My Motivation
Since the year 2000, massive river development projects are on the rise from previous decades. These contemporary projects are affecting millions of people, thousands of unique ecosystems; and in many cases, displacing whole communities and cultures in the quest for modern resources/energy. Though the story of dispacing rural and poor communities to make room for progress is not a new one, the scale of these river projects is much larger than what we have seen before.
Some of these communities will never be seen again as they are now. The cultural, traditional, and ecological knowledge will be gone forever. Some of these ecosystems, once underwater, will become locally or generally extinct. And in many places, neither the people nor the ecosystems have been recorded. Scientists are struggling to capture the change as it is happening.

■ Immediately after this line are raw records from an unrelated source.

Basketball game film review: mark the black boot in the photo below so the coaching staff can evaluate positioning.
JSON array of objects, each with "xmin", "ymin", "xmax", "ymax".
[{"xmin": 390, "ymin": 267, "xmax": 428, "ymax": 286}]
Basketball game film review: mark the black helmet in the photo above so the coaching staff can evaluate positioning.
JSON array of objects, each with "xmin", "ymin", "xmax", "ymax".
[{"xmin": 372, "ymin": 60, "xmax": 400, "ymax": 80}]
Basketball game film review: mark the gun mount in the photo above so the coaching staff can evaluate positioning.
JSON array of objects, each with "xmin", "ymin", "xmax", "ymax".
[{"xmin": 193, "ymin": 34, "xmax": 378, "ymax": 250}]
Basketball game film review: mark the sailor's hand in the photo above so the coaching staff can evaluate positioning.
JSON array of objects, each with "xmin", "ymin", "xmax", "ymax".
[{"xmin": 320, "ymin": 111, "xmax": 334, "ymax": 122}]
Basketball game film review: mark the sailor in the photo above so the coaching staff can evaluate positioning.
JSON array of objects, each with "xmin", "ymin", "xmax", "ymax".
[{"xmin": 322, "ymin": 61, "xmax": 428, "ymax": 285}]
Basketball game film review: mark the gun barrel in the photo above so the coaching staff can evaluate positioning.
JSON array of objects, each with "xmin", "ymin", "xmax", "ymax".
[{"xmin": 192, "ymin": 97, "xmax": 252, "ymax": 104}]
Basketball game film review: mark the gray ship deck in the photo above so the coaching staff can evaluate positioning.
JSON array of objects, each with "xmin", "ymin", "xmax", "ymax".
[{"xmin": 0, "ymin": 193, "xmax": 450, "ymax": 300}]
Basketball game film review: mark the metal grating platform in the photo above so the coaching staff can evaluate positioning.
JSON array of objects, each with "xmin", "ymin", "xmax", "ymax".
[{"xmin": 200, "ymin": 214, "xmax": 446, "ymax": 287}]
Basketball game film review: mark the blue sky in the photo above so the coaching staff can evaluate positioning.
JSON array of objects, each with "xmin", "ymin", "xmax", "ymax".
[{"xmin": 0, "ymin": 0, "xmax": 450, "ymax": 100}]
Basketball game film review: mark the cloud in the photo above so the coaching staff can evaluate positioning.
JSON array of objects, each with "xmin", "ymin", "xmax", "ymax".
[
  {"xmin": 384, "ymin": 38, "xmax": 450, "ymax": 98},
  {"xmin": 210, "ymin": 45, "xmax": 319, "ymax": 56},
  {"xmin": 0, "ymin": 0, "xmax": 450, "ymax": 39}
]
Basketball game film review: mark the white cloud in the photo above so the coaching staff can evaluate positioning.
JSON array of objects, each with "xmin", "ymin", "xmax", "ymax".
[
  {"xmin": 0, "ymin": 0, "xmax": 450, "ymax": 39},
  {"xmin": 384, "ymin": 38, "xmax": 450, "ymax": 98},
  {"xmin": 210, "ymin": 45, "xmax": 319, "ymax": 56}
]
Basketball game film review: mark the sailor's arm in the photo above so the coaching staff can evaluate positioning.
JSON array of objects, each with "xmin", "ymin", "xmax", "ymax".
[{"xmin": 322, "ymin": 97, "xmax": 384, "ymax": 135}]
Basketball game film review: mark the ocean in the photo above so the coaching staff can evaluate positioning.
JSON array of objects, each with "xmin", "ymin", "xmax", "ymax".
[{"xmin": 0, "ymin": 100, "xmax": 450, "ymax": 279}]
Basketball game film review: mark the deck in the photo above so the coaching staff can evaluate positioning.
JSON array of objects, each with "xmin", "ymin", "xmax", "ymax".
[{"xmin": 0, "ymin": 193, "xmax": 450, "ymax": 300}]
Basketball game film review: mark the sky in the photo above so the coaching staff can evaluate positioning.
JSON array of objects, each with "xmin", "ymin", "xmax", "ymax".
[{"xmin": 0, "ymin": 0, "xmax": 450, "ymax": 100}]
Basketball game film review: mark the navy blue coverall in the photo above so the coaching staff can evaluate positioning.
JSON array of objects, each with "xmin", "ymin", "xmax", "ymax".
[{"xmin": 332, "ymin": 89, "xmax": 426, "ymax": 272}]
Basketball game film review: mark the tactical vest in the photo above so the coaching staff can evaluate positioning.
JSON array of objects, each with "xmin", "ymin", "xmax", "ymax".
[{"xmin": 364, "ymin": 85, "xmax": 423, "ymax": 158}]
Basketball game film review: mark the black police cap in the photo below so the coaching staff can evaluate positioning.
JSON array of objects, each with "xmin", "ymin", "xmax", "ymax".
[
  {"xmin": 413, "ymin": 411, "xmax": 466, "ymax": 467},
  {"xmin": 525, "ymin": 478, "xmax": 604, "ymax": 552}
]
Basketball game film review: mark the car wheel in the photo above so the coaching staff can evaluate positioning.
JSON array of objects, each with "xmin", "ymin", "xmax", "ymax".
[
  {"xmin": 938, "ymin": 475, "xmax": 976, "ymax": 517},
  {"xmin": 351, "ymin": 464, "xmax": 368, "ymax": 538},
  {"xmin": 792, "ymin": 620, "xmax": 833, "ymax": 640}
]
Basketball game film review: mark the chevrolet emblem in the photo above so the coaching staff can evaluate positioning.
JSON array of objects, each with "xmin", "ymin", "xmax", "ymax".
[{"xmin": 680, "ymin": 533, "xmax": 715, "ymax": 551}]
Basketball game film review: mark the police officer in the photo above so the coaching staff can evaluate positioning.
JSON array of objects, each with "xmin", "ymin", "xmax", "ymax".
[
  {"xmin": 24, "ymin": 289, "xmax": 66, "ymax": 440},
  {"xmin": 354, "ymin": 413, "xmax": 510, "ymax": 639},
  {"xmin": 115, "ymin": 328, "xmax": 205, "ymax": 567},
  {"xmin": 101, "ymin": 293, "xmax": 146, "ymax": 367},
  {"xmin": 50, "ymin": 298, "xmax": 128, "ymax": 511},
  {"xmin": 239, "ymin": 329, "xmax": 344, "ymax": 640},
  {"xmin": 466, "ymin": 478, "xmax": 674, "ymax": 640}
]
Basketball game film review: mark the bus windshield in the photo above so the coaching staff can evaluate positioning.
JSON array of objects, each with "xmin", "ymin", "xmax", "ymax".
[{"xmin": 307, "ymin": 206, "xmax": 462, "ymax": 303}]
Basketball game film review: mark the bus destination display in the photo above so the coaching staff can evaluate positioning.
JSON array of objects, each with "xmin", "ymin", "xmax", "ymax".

Beginning in 2002, I began asking questions about accessibility to, and quality and quantity of, water resources in communities across country borders. The questions I ask center around water security, a term that refers to dependent economic, social, cultural, political, and environmental systems connected to rivers. Secure water resources allow for sustainable use, continuity of livelihoods, ecosystems, and traditional uses of water resources. This requires cooperation between water users.
Increasingly, competitive uses of water are eliminating water-use by some of the most marginalized and vulnerable global communities - biodiverse ecosystems, subsistence communities, traditional communities, indigenous communities. Often these communities lack political or economic voice. I have observed major change in the Nile River in Ethiopia, the Mekong River in Laos, PDR, and, most recently, the Mara River in Tanzania. These rivers cross international borders, creating further complexity to harmonizing water resources use. My scientific work in publications and presentations promotes discourse about water conflict and cooperation, the importance of understanding costs and benefits at different scales of time and space. Portraits from Rivers of Change project is designed to raise awareness through visual story-telling about the most vulnerable river communities before they are irreversibly lost.
I hope these pages can serve as a both a resource for those interested in water security in the Nile and Mekong river basins as well as a draw attention to river communities who are fast disappearing all over the world. These communities are casualties of development, global climate changes, economics, and politics.